🎯 Intelligent Candidate Discovery

INDIA.RUNS Hackathon — Track 01: Data & AI Challenge | Redrob AI

Beyond keywords. Beyond filters. The AI brain for modern hiring.

Traditional keyword filters miss the hidden gems—candidates whose true potential is buried in behavioral signals and career trajectories.
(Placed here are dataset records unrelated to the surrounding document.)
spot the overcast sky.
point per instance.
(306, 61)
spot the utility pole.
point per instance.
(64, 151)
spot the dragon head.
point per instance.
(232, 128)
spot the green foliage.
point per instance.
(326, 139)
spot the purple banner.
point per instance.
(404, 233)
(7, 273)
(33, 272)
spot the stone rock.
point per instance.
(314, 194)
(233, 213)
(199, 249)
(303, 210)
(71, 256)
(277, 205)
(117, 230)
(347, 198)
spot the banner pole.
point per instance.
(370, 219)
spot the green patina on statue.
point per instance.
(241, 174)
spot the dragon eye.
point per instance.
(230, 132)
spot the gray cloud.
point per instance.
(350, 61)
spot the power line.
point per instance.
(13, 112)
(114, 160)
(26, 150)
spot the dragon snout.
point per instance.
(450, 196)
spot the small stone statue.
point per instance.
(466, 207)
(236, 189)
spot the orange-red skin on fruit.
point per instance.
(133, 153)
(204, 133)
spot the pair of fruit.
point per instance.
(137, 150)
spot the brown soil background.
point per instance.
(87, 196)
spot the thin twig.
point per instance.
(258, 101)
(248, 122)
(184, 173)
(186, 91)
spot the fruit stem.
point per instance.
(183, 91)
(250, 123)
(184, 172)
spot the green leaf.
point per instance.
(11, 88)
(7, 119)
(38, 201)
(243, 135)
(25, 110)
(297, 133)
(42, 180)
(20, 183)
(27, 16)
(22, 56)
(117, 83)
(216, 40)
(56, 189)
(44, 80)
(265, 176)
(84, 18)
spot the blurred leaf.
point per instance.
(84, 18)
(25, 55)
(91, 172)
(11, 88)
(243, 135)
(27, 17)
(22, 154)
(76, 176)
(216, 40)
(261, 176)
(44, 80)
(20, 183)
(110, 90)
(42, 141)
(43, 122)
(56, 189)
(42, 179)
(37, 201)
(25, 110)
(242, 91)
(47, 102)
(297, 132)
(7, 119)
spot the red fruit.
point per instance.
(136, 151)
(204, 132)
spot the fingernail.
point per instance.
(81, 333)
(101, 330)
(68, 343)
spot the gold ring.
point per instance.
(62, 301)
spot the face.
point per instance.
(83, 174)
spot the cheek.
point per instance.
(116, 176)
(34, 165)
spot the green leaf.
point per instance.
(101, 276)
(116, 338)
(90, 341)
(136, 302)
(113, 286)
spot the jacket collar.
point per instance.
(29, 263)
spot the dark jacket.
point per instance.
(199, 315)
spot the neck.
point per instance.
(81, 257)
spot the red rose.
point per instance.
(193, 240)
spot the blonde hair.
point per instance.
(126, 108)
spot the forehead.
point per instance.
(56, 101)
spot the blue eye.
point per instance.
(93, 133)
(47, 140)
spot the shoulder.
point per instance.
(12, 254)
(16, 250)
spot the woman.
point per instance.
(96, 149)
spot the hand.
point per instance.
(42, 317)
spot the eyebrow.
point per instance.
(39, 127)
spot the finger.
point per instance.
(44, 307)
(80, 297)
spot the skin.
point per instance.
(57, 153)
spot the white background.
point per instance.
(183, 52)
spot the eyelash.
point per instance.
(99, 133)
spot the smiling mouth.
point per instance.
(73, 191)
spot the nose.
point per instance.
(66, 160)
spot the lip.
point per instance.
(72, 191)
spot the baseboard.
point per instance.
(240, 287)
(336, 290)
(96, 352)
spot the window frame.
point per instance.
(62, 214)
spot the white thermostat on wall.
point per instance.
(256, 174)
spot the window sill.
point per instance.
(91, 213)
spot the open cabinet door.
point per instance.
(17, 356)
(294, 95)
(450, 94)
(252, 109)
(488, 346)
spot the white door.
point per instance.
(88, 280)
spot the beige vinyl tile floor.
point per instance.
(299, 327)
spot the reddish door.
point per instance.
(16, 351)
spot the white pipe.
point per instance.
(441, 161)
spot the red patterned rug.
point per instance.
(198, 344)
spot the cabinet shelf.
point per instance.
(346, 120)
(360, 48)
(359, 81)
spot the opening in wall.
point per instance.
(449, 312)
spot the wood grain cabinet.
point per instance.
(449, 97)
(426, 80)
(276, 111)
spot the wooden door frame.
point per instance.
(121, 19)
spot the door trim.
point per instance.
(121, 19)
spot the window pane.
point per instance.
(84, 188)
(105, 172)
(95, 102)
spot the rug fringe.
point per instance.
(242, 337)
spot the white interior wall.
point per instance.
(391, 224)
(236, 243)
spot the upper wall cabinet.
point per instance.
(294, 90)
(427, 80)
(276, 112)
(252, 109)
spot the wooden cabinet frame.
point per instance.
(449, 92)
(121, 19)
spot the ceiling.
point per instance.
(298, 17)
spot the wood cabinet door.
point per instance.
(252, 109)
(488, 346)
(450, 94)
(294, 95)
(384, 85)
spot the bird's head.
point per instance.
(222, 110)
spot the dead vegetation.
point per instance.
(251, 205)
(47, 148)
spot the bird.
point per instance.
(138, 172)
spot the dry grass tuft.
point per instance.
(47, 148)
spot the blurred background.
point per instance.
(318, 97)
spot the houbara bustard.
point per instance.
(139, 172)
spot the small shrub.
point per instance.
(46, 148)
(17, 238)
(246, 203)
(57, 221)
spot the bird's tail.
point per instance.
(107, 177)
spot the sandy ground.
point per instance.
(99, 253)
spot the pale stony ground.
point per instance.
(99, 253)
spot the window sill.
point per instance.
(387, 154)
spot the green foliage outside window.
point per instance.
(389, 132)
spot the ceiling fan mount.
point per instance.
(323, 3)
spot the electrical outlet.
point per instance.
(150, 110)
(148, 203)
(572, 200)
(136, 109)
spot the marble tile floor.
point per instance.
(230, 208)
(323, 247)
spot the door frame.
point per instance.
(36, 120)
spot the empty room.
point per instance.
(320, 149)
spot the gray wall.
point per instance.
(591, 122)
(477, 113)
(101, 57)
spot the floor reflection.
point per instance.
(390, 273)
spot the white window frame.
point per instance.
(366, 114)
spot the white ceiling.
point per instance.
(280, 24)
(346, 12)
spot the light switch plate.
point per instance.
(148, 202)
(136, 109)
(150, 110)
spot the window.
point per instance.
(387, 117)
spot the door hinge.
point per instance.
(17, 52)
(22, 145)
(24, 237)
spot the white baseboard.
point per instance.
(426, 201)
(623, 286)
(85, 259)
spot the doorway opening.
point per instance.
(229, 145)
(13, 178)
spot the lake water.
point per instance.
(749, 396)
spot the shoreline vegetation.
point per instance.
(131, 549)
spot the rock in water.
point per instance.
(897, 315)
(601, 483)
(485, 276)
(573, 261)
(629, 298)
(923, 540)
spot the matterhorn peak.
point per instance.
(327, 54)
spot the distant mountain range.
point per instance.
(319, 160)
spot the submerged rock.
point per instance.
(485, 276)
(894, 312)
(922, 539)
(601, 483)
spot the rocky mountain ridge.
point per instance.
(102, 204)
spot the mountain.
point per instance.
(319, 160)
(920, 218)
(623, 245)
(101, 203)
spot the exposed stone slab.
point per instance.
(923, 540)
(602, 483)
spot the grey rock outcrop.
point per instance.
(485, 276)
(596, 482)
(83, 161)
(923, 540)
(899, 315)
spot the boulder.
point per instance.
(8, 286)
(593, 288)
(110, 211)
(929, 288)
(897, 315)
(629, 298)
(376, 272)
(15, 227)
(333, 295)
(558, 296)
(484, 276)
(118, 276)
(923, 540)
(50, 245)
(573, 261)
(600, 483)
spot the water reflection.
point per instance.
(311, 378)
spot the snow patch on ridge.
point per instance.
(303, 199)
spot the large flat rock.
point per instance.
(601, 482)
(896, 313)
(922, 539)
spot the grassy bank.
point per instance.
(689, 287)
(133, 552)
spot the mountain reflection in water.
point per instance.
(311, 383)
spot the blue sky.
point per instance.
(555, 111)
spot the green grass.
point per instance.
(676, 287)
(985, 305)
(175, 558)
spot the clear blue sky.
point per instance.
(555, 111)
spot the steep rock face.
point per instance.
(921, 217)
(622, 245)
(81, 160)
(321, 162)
This system builds a multi-signal predictive ranking engine that finds them.

🏗 Architecture

JD (raw text)
     │
     ▼
[LLM JD Parser]─────────────────────────────────────────┐
(Gemini Flash)                                           │
     │                                                   │
     ▼                                                   ▼
[Embedding Engine]                            [Structured Requirements]
(all-mpnet-base-v2)                           required_skills, seniority,
     │                                        min/max experience, domain
     ▼
[Vector DB ANN Retrieval]  ← Candidate Pool (pre-indexed embeddings)
(ChromaDB + HNSW)
     │
     ▼ Top-200 candidates
[Multi-Signal Ranking Engine]
  ├── Semantic Score     (40%) — embedding cosine similarity
  ├── Skill Match Score  (25%) — required + nice-to-have skill overlap
  ├── Behavioral Score   (20%) — recency decay, intent signals, engagement
  └── Career Score       (15%) — velocity, trajectory, hidden gem bonus
     │
     ▼ Top-20
[LLM Re-Ranker + Explainer]  ← Gemini Flash generates match explanation
(optional, adds explainability)
     │
     ▼
[Ranked Output]
  ranked_output.csv | REST API | Streamlit Demo UI

🚀 Quickstart

1. Install dependencies

python -m venv venv
source venv/bin/activate  # Windows: venv\Scripts\activate
pip install -r requirements.txt

2. Set API key (optional — system works without it using fallback)

cp .env.example .env
# Add your Gemini API key to .env
GEMINI_API_KEY=your_key_here

3. Run the Streamlit demo

streamlit run frontend/streamlit_app.py

4. Run the API

uvicorn backend.api.main:app --reload
# Swagger UI: http://localhost:8000/docs

5. Run via Docker

docker-compose up

📊 Methodology

Signal 1: Semantic Similarity (40%)

Uses sentence-transformers/all-mpnet-base-v2 to encode both JD and candidate profiles into 768-dimensional vectors. Cosine similarity captures semantic meaning beyond keyword overlap — "built NLP pipelines" matches "natural language processing experience" even with zero shared keywords.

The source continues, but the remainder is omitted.